Essentially the same as strict, but includes options that are more annoying than helpfull when coding a project

  • ex. forcing default to exist at end of switch

Who is this for?

This is for the modern web devleoper. This "toolchain" aims to be as lightweight as possible, with respect to the generated code and the mental tax on the developer. For example, we always configure stylelint with value-no-vendor-prefix and color-function-notation to modern, since we assume the output will be piped through autoprefixer (probably via fox-postcss) if the user actually wants better browser support. Another example, we target to ES2018 with typescript for node projects because we assume the code will be run on a supported / LTS node version. Last example, we target ESNext when linting with eslint to make things more flexable and useless errors pop up less.
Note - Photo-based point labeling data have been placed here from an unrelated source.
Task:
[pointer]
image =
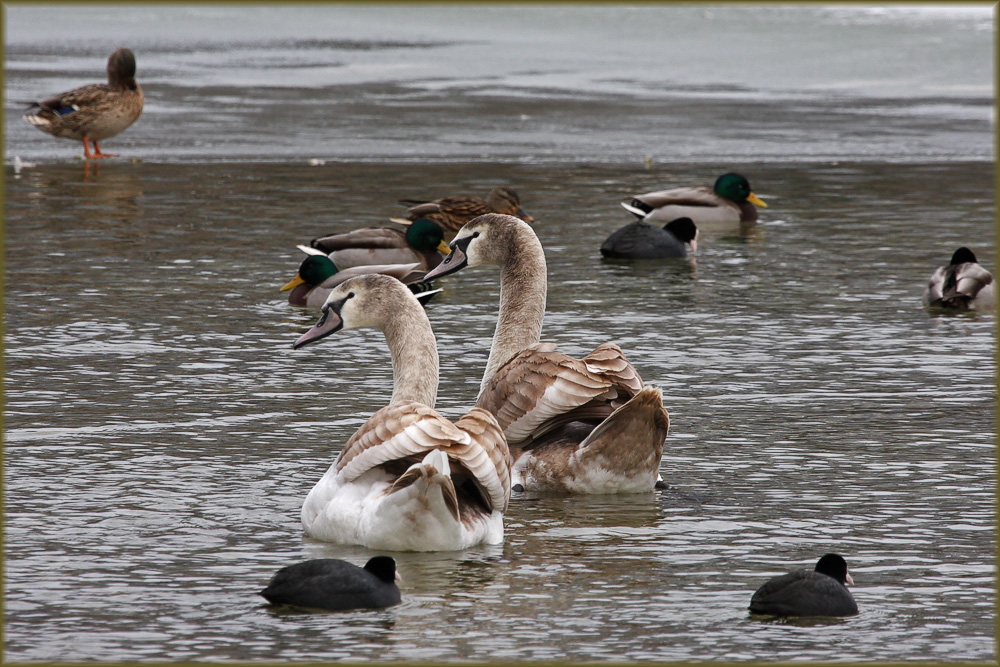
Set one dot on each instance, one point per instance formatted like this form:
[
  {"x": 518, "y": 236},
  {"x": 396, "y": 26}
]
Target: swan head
[
  {"x": 370, "y": 300},
  {"x": 488, "y": 239}
]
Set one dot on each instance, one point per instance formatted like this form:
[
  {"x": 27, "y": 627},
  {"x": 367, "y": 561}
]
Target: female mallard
[
  {"x": 961, "y": 285},
  {"x": 730, "y": 200},
  {"x": 453, "y": 212},
  {"x": 573, "y": 425},
  {"x": 641, "y": 240},
  {"x": 819, "y": 592},
  {"x": 408, "y": 479},
  {"x": 318, "y": 275},
  {"x": 421, "y": 242},
  {"x": 95, "y": 112}
]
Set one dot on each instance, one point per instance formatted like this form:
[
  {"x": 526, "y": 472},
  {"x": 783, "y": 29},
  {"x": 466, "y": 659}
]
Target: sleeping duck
[
  {"x": 586, "y": 425},
  {"x": 641, "y": 240},
  {"x": 453, "y": 212},
  {"x": 422, "y": 242},
  {"x": 330, "y": 583},
  {"x": 318, "y": 275},
  {"x": 409, "y": 479},
  {"x": 730, "y": 200},
  {"x": 95, "y": 112},
  {"x": 961, "y": 285},
  {"x": 819, "y": 592}
]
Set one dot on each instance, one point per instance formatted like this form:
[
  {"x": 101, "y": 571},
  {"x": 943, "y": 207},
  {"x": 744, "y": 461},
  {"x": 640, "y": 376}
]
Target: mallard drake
[
  {"x": 95, "y": 112},
  {"x": 730, "y": 200},
  {"x": 422, "y": 242},
  {"x": 819, "y": 592},
  {"x": 330, "y": 583},
  {"x": 409, "y": 479},
  {"x": 573, "y": 425},
  {"x": 641, "y": 240},
  {"x": 317, "y": 276},
  {"x": 961, "y": 285},
  {"x": 453, "y": 212}
]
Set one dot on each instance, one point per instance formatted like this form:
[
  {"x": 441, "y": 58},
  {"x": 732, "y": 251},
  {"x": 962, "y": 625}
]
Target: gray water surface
[
  {"x": 530, "y": 84},
  {"x": 161, "y": 433}
]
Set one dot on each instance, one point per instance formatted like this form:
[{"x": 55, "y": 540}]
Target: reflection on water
[{"x": 161, "y": 433}]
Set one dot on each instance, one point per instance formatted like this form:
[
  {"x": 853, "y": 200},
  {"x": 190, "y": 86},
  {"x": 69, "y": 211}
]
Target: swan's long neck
[
  {"x": 414, "y": 356},
  {"x": 522, "y": 302}
]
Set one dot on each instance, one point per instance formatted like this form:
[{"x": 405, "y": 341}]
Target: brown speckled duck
[
  {"x": 453, "y": 212},
  {"x": 95, "y": 112}
]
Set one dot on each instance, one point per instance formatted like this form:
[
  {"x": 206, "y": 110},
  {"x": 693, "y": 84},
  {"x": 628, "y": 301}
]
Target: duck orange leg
[
  {"x": 98, "y": 153},
  {"x": 97, "y": 150}
]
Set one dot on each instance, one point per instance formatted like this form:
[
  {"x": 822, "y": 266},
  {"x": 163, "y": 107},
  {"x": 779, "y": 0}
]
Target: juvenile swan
[
  {"x": 573, "y": 425},
  {"x": 408, "y": 479}
]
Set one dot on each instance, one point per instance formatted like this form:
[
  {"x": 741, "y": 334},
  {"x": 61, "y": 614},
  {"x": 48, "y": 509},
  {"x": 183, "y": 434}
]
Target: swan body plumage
[
  {"x": 409, "y": 479},
  {"x": 573, "y": 425}
]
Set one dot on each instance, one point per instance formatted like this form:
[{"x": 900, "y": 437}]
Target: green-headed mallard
[
  {"x": 409, "y": 479},
  {"x": 318, "y": 275},
  {"x": 95, "y": 112},
  {"x": 963, "y": 284},
  {"x": 730, "y": 200},
  {"x": 453, "y": 212},
  {"x": 421, "y": 242},
  {"x": 641, "y": 240},
  {"x": 585, "y": 425}
]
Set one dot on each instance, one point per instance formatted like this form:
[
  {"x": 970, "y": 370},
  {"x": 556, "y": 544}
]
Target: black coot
[
  {"x": 641, "y": 240},
  {"x": 329, "y": 583},
  {"x": 819, "y": 592}
]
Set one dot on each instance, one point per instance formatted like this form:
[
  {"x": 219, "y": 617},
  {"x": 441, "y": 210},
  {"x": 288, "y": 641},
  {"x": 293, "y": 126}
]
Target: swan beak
[
  {"x": 456, "y": 261},
  {"x": 293, "y": 283},
  {"x": 329, "y": 323}
]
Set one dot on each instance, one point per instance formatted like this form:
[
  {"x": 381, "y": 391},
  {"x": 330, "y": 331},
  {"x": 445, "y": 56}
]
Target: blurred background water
[{"x": 160, "y": 434}]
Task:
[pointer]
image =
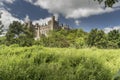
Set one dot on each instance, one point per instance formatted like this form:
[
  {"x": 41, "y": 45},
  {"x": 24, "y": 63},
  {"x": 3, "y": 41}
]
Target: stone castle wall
[{"x": 45, "y": 29}]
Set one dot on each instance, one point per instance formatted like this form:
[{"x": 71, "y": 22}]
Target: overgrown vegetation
[
  {"x": 39, "y": 63},
  {"x": 76, "y": 38}
]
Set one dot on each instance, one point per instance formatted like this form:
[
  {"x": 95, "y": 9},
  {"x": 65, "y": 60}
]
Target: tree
[
  {"x": 114, "y": 39},
  {"x": 1, "y": 26},
  {"x": 108, "y": 3},
  {"x": 19, "y": 34},
  {"x": 97, "y": 38}
]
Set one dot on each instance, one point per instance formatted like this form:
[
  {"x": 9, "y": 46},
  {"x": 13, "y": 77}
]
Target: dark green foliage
[
  {"x": 114, "y": 39},
  {"x": 36, "y": 63},
  {"x": 97, "y": 38},
  {"x": 1, "y": 26},
  {"x": 64, "y": 38}
]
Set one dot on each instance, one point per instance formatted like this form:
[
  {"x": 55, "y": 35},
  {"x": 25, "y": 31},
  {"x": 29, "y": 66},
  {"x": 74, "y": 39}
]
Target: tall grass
[{"x": 40, "y": 63}]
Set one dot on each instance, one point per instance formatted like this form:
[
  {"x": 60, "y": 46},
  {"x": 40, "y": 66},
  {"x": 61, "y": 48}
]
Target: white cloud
[
  {"x": 108, "y": 29},
  {"x": 7, "y": 18},
  {"x": 8, "y": 1},
  {"x": 42, "y": 21},
  {"x": 72, "y": 8},
  {"x": 77, "y": 22}
]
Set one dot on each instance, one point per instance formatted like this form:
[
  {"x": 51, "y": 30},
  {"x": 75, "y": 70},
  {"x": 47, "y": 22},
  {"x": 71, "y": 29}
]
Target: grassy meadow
[{"x": 41, "y": 63}]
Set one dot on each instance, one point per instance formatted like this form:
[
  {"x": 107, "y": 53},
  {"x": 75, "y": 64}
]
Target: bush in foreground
[{"x": 39, "y": 63}]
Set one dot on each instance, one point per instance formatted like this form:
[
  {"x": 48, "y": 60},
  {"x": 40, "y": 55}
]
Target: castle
[{"x": 45, "y": 29}]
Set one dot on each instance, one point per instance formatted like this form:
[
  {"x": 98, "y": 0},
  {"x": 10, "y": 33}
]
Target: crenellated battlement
[{"x": 46, "y": 28}]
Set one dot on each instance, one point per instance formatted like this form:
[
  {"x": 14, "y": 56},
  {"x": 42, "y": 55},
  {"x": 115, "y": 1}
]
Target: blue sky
[{"x": 85, "y": 14}]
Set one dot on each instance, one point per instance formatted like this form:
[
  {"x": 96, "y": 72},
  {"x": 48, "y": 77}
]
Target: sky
[{"x": 84, "y": 14}]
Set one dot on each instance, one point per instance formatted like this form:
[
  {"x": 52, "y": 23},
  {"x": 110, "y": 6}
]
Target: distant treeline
[{"x": 23, "y": 36}]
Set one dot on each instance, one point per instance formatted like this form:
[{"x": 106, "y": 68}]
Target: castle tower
[{"x": 53, "y": 23}]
Another thing, we try to be as explicit as possible. For example, if an API allows us, we try to remove any implicit 'commands'. Example, we explicitly set node_modules/ in stylelintignore and prevent node_modules from automatically being added by setting an option when invoking stylelint node api. Again this removes mental tax since everything's more explicit

Support

  • ESlint
  • Stylelint
  • HTMLHint

Building your own modules

it's kind of simple. you have to make sure you fork the template, since everything is setup there already. if you try to set it up yourself right now at the moment, you'll run into troubles (ex. since we load directly from build/index.js of package, completely bypassing node's module resolution algorithm). sometime in the future this will probably be improved

info.ts

export const info = {
	// used by buildCli. must be the same name as what's in your package.json
	name: 'fox-plugin-htmlhint',
	// used by prompts in fox-suite
	tool: 'Htmlhint',
	toolConfigSchemaHelpUri: 'https://htmlhint.com/docs/user-guide/list-rules',
	// used by prompts in fox-suite and buildCli
	description: 'Lints the HTML files',
	// used by nothing
	descriptionLong: 'Lints HTML files'

}

Treatment of template files

Files are copied over from your plugin's template directly to the project's root directory, templated with handlebars. right now, no extra variables are passed to handlebars

When your config is rebuild for consumption by tools, this is how it works. We only rebuild javascript files. javascript files must be placed in the .config folder. they will be rebuild to .config/build under the same name

FAQ

Supported Versions

right now we support running on node versions >=12.17.0 >=v13.14.0 >=14.3.0, but realistically speaking it only works for node >=14.3.0 since there are issues with loading es modules with node versions 12 and 13 (not to mention lack of non-exclusive .mjs support for node 10). Not using ECMAScript modules, even for a compilation feels really dirty in 2020, so I'll try to automatically invoke node 14 through nvm and n to have better compatability or whatever

What about Rome?

Rome solves a lot of problems related to tooling interoperability. However, there are some features that Rome will likely not have (such as markdown file linting or easy package release flow). Those seem out of the scope of the project (at least for now). fox-suite uses the apis of these somewhat niche tools to help improve your code. Eventually, fox-suite will hopefully include a module for easy integration with Rome.

What about Rush?

Ruch Stack is a great and usefull tool, but I wanted something a but more customizable and lighterweight - something that was able to integrate with existing tooling a bit easier

I don't like rule X

When you use prettier, stylelint, eslint, etc., there are bound to be rules you don't like. You can just, like, totally override them in .config/*. Remember to have the daemon running when doing this so the configuration files get properly regenerated for consumption by existing tooling. You may also have to restart existing tools like webpack dev server, or gulp using file watchers etc.